Ülkemiz, son dönemlerde ciddi bir şiddet sorunuyla karşı karşıya. Yaşanan olaylar karşısında öfke, üzüntü ve isyan gibi güçlü duygularla dolup taşıyoruz. Uzmanlar, bu endişe verici durumun nedenlerini ve hissettiğimiz duyguları nasıl daha sağlıklı bir şekilde yönetebileceğimizi ele alıyorlar.
Çocuk, genç ve erişkin psikiyatrı Prof. Dr. Bengi Semerci, “Şiddet artık bir halk sağlığı sorunu” ifadesini kullanarak bu konunun ciddiyetine dikkat çekiyor. Semerci, şiddetin artış sebeplerine dair önemli tespitlerde bulunuyor:
- Toplumsal Kuralların İhlali: “Herkes için geçerli olması beklenen toplumsal kurallar ve yasalar, belirli kişiler için keyfi bir şekilde devre dışı bırakıldığında, zarar verici davranışların önündeki engeller ortadan kalkar. Bu durum, bireylerin hatalı davranışlarını normalleştirmelerine ve cesaretlendirilmesine yol açar.”
- Haklı Nedenler Bulmak: “Bireyler, yaptıkları eylemleri kendilerine haklı gösterecek nedenler aramaya ve bu hatalarını örtbas etmeye çalışır hale gelirler.”
Narin cinayetinin sosyal medya ve medya aracılığıyla geniş bir kitleye ulaşmasının, olayın sonuçlarını etkileyebileceğine dikkat çeken Semerci, şu değerlendirmeyi yapıyor: “Sosyal medya paylaşımları ve medya yayınları, insanların bilgi sahibi olmalarında ve olayların görünür hale gelmesinde faydalı olabilir. Ancak burada dikkat edilmesi gereken, yanlış yönlendirici ve hatalı paylaşımların da yaygın olduğudur. Şiddetin pornografisini yapmak, toplumu yanıltmak ve görselleri abartılı bir şekilde kullanmak, sorunu çözmekten çok daha büyük bir sorun haline gelebilir.”

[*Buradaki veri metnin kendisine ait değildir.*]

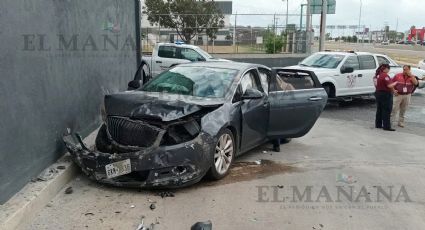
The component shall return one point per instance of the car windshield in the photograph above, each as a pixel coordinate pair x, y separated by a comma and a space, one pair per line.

Semerci, dramatize edilen konuşmalar ve romantikleştirilen ölümlerin çözüm sağlamadığını, aksine olayın içinde yer alan ve zarar gören bireyler için daha fazla travma yaratabileceğini vurguluyor. “Şiddete şiddet söylemleriyle yanıt vermek, bu tür davranışların yaygınlaşmasına neden olur.”
Ne Yapmalıyız?
Peki, bu zor dönemlerde ne yapmalıyız? Semerci, sorunun çözümüne yönelik önerilerini şu şekilde sıralıyor:
- Önleyici Tedbirler Almak: “Olayların yaşanmaması için çaba göstermek ve gerekli tedbirleri almak, doğru bir yaklaşım olacaktır.”
- Paylaşımın Anlamı: “Sosyal medya üzerinden yapılan paylaşımlar, ‘Ben de bir şey yaptım’ hissiyatı yaratabilir; ancak bu yanıltıcıdır. Gerçekte, bu tür paylaşımlar kişilerin düşüncelerini geçici olarak tatmin etmekten öteye geçmez.”
- Gerçek Bilgi ve Önleyici Tartışmalar: “Paylaşımlar, gerçek bilgi içermeli ve önleyici tedbirleri tartışmaya açmalıdır. Eğer gerekli adımlar atılmıyorsa, bunların gerçekleştirilmesi için çalışmalıyız.”
Sonuç olarak, şiddet karşısında pasif kalmamak ve etkin bir şekilde mücadele etmek, toplumsal bir sorumluluktur. Her birey, bu konuda üzerine düşeni yapmalı ve daha huzurlu bir toplum için katkıda bulunmalıdır.